The English Defense League (EDL) is a far-right anti-immigration, anti-Muslim organization comprised overwhelmingly of young white men deeply pessimistic about the future.
Since its founding in 2009, the group has held a series of street demonstrations deliberately targeting neighborhoods with significant Muslim populations. The protests have often been marred by violence, racism, virulant Islamophobia, and frequest arrests.
Outreach is increasingly sophisticated, and their mission is global in scope. Next month’s meeting in Denmark may usher in a dangerous new phase in their quest for a fascist, worldwide “counter-jihad.”
by Kevin Rawlinson & Paul Cahalan, The Independent
They achieve notoriety through a mix of combustible characters and often ugly protests, yet are kept on the political margins due to infighting and ill thought-out policies. But, next month, at a meeting in Denmark, some of Europe’s most notorious right-wing groups will meet for the European Counter-Jihad Meeting.
Those attending could witness the birth of a right-wing movement, the European Defence League – and the beginning of a dangerous new phase in extremist politics.
Representatives from defence leagues in Denmark, Sweden, Norway, the USA, Italy, Poland and Finland are due to attend, along with the anti-Muslim groups Stop Islamisation of Europe, Stop Islamisation of the World and the far-right European Freedom Initiative. It is feared the new umbrella organisation could co-ordinate right-wing activities across Europe while politicising and unifying disparate groups. The idea, which is being championed by the English Defence League (EDL), could be modelled on the European Union – with delegates from participating countries meeting regularly.
Weyman Bennett, spokesman for pressure group Unite Against Fascism, said the meeting in Denmark’s second city, Aarhus, was the first meaningful meeting of such groups – which were looking at the EDL model and to mimic successful right-wing political parties in Eastern Europe, some of which have made it to government. He said:
The Euro-leagues are a new danger. We should not forget that it was the Norwegian Defence League that gave us Anders Breivik. The growth of a Euro-league in a time of economic crisis threatens to resurrect fascist street armies such as those that destroyed European democracies in the 1930s. The development of this network allows fascists and right-wing populists to share ideas, finance and experience in a way that should worry us all.
Mr Bennett added the groups would be using the euro crisis as a way to pull in new members, particularly from the middle classes.
He added: “We used to have a number of disparate groups. Now we are moving to a stage where we have fewer groups but they are more organised and sophisticated.”

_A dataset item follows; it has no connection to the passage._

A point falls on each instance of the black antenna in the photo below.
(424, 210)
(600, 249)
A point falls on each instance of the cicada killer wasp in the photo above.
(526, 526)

Some 50 EDL leaders – whose members have been involved in violent clashes with anti-fascist groups in the past – will travel to the meeting. “This is the first proper European Defence League meet. We have been building bridges for the last two years and this is going to be the launch pad,” said Stephen Yaxley-Lennon, the leader of the EDL, who is also known as Tommy Robinson.

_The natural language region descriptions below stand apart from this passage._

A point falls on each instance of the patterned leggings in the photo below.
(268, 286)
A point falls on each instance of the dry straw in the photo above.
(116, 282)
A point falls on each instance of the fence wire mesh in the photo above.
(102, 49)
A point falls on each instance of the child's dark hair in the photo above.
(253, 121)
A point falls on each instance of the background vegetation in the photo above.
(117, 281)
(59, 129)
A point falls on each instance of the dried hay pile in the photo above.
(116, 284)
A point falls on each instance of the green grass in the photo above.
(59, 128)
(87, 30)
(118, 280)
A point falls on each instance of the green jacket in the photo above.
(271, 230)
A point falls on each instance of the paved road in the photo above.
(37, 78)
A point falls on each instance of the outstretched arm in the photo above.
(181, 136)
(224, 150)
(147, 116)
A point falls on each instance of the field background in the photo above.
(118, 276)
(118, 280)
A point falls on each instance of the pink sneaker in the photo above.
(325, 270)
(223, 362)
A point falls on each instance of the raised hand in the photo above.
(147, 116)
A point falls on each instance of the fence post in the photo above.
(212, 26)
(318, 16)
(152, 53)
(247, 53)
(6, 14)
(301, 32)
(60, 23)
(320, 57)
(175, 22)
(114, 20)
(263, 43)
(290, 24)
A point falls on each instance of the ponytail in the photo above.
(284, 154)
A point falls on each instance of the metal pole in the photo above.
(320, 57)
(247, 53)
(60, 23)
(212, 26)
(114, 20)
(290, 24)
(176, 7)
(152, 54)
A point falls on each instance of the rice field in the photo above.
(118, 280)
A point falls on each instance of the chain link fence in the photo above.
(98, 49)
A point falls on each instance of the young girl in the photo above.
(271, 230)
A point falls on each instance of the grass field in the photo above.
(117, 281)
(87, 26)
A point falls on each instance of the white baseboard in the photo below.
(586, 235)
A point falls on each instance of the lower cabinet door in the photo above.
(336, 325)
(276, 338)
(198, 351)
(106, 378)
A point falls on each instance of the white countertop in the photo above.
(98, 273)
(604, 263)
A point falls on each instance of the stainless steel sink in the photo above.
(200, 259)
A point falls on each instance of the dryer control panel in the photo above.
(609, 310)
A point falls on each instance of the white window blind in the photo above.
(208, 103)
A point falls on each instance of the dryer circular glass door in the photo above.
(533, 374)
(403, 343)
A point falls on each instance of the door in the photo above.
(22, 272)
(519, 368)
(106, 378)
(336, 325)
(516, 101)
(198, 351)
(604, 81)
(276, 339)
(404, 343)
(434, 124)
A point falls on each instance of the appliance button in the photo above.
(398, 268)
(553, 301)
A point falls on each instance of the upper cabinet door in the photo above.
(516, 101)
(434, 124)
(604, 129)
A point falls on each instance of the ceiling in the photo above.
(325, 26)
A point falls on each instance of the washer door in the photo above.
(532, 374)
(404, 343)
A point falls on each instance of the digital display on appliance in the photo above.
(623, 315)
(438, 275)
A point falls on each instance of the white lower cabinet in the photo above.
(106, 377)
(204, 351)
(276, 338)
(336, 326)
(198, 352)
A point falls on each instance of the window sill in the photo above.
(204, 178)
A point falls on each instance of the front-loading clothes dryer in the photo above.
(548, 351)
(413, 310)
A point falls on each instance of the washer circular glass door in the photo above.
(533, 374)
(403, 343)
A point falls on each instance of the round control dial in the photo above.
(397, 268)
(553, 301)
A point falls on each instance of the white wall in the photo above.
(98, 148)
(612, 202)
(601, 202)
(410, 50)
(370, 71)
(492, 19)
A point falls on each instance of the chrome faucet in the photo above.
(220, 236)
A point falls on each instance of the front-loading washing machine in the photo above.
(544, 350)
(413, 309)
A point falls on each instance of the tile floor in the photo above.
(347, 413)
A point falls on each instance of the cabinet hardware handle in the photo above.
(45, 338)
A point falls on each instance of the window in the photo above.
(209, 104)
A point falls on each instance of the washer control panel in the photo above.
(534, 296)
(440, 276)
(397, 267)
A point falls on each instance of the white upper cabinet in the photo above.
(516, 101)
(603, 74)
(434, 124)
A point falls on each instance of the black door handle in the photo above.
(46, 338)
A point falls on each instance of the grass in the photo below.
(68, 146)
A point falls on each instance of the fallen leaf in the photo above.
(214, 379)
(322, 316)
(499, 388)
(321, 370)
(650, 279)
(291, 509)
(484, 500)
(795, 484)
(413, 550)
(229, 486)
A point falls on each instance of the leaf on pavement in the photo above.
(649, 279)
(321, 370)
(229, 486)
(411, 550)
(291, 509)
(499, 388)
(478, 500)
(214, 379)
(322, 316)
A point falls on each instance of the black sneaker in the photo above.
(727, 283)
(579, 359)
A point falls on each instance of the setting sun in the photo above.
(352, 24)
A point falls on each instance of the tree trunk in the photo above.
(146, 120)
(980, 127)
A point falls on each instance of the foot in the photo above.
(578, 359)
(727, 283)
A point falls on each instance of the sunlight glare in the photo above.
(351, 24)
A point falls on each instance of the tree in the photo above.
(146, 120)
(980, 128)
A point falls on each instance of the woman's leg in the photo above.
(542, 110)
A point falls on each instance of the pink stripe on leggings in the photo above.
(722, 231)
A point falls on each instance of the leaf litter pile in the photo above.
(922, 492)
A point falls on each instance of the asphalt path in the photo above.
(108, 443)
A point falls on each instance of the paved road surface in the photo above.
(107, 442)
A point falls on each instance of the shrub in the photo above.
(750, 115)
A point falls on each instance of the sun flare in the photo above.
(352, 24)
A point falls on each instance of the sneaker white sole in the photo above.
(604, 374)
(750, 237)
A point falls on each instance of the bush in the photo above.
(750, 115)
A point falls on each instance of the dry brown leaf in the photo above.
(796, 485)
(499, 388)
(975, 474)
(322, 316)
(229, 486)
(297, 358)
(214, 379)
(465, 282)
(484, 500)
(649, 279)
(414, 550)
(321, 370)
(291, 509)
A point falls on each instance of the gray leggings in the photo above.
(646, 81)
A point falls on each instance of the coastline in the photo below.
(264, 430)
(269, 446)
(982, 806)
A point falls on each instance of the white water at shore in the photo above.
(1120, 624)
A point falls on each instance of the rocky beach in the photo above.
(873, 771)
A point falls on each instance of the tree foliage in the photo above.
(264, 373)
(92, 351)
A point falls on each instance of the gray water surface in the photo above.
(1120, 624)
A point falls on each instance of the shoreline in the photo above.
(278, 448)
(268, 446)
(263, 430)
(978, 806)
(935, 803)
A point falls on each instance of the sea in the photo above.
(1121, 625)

He added the leader of each national defence league would sit on a panel and would meet “every three to four months”. He said: “We will discuss tactics. Each country’s delegates will get time to describe the problems they have. We will try to pool resources. For example, if another defence league wants to run a demonstration in their own country, they are unlikely to get as much media interest as if we were involved, so we would go over there and lend some support.”

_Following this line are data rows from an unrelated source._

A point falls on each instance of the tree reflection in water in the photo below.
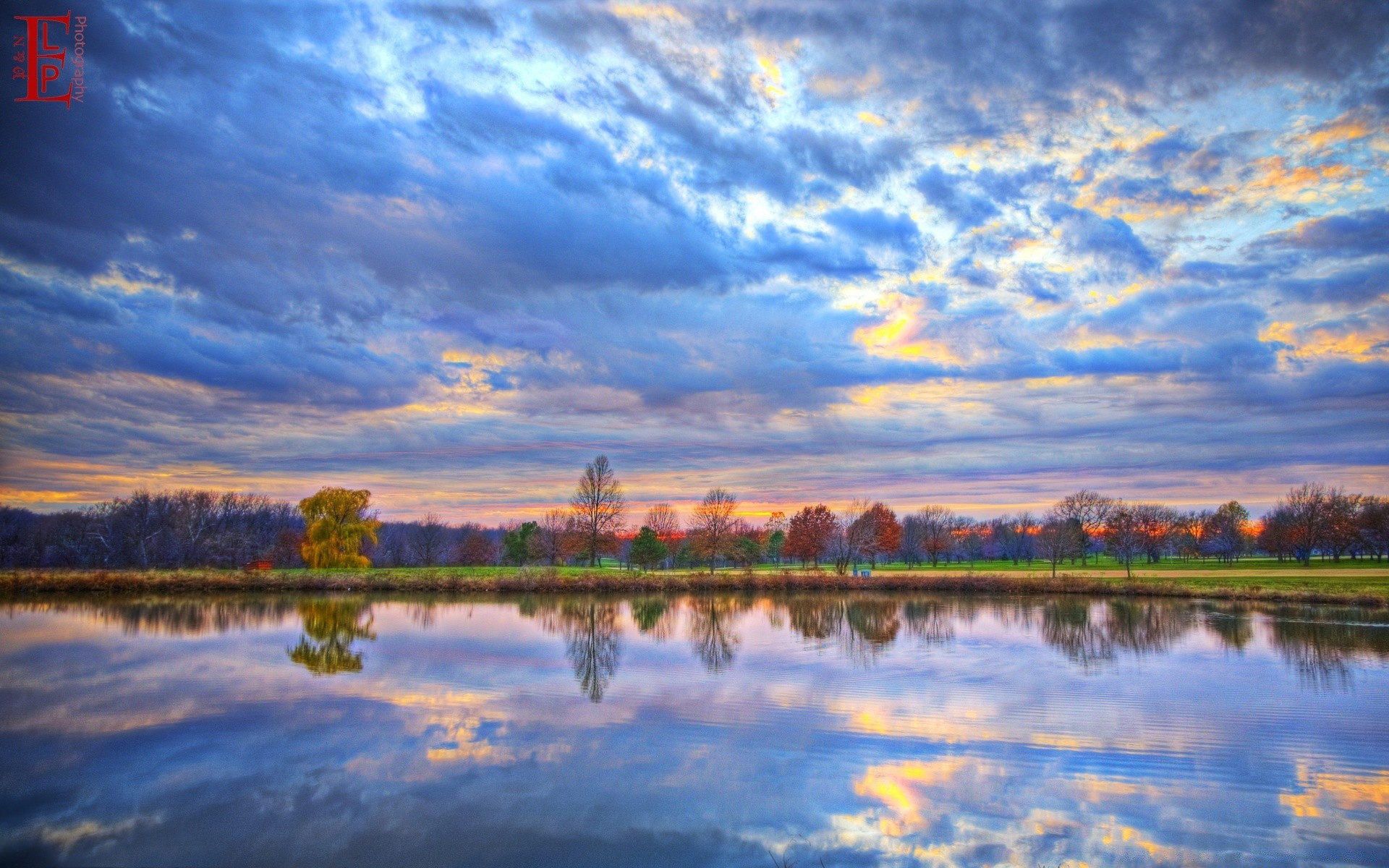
(930, 621)
(712, 629)
(1321, 644)
(330, 629)
(590, 629)
(863, 625)
(1231, 624)
(655, 617)
(1092, 638)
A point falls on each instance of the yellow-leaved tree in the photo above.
(336, 522)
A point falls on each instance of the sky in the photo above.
(972, 253)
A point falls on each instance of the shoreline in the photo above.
(36, 584)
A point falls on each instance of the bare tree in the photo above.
(1056, 540)
(666, 522)
(712, 525)
(1304, 517)
(1088, 511)
(430, 540)
(938, 532)
(599, 507)
(556, 539)
(1124, 537)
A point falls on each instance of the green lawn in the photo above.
(1252, 578)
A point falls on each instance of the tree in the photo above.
(1227, 532)
(428, 540)
(666, 522)
(1056, 540)
(647, 549)
(336, 525)
(599, 507)
(1124, 537)
(937, 527)
(745, 548)
(1304, 516)
(521, 543)
(1155, 527)
(330, 629)
(1087, 511)
(809, 532)
(776, 543)
(712, 525)
(881, 532)
(1374, 525)
(1342, 532)
(475, 548)
(1013, 537)
(556, 538)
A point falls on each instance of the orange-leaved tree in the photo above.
(336, 525)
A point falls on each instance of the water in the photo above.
(836, 729)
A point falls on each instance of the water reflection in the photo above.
(590, 631)
(330, 629)
(712, 631)
(851, 728)
(1092, 634)
(1320, 643)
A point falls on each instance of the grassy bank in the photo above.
(1364, 587)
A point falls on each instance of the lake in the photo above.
(806, 729)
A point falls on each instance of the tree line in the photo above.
(338, 528)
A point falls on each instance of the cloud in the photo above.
(942, 191)
(396, 241)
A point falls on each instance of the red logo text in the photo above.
(43, 63)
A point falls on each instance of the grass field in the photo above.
(1359, 582)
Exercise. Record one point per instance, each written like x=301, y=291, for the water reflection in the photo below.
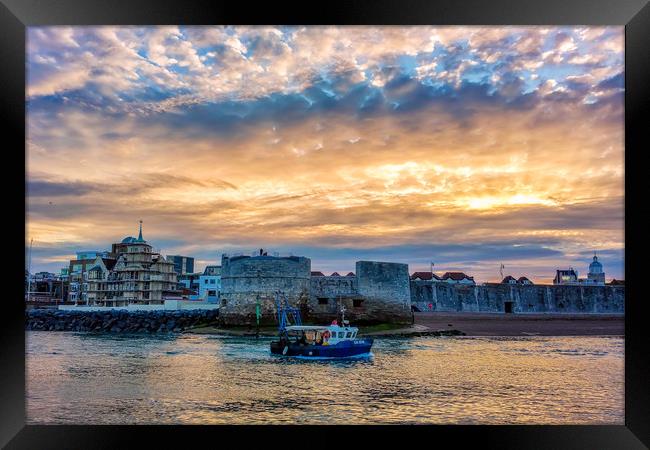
x=100, y=379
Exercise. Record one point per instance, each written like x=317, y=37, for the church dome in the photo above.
x=595, y=266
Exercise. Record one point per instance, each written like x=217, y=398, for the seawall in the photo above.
x=118, y=321
x=493, y=297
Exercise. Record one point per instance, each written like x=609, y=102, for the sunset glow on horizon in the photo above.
x=465, y=146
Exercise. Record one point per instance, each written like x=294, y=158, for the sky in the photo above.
x=468, y=147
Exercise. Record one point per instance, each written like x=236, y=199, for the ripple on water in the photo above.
x=95, y=379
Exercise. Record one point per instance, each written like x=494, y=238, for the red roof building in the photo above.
x=424, y=276
x=457, y=278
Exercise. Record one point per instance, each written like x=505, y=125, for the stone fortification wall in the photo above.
x=329, y=293
x=384, y=288
x=247, y=280
x=493, y=297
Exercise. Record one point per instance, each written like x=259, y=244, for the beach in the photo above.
x=487, y=324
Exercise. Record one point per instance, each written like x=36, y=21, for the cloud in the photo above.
x=462, y=144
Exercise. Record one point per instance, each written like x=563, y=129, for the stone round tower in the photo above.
x=596, y=274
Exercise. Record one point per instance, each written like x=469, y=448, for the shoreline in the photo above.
x=479, y=325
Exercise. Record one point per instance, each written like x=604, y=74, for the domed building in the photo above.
x=136, y=274
x=596, y=274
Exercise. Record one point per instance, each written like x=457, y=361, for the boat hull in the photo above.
x=344, y=349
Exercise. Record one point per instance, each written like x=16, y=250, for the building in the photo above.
x=565, y=276
x=77, y=270
x=524, y=280
x=457, y=278
x=210, y=283
x=425, y=276
x=134, y=274
x=596, y=274
x=377, y=292
x=190, y=281
x=182, y=264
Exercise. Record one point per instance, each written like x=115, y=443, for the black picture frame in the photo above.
x=16, y=15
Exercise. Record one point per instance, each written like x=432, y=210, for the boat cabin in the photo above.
x=321, y=335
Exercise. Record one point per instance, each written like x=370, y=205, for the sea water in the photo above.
x=85, y=378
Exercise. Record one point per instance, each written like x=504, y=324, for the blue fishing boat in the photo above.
x=314, y=341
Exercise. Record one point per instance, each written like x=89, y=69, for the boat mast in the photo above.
x=29, y=270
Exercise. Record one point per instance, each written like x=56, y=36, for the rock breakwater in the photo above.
x=119, y=321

Dr Matthew Goodwin, an expert on the far-right at Nottingham University, said a Continent-wide far-right alliance would help extremist groups organise demonstrations, which carry the possibility of violence and provide access to better-resourced and organised groups in eastern and central Europe.
The strategy is to organise large marches for the media attention and to provoke anti-fascist and Muslim groups, as well as the local population. Wherever these movements go, there is a possibility of violent clashes. With the EDL, there are question marks over where the movement is heading, if not towards elections. This would be an indication of where it sees itself going.
Dr Goodwin added that, historically, the far-right has often tried to build alliances on the Continent. “If there is anything the Breivik experience taught us, it is that the European-level movements, which share ideas and resources, are very dangerous.”
Farooq Murad, secretary general of the Muslim Council of Britain (MCB) said the move was “worrying”. He added the MCB was trying to bring together Muslim groups to counter an increase in Islamophobia.
Last year, Mr Yaxley-Lennon announced that negotiations to set up a political wing of the EDL were at an advanced stage. An alliance with the far-right British Freedom Party was discussed and Mr Yaxley-Lennon said he hoped to stand candidates in the next round of local elections. That deal has not yet been concluded and it is thought that it has met with some resistance among the EDL’s grassroots.
Yesterday, about 600 people travelled to Hyde, Greater Manchester, to take part in an EDL protest against an alleged attack by Asian youths on two white teenagers in the town. Eleven were arrested for minor public order offences.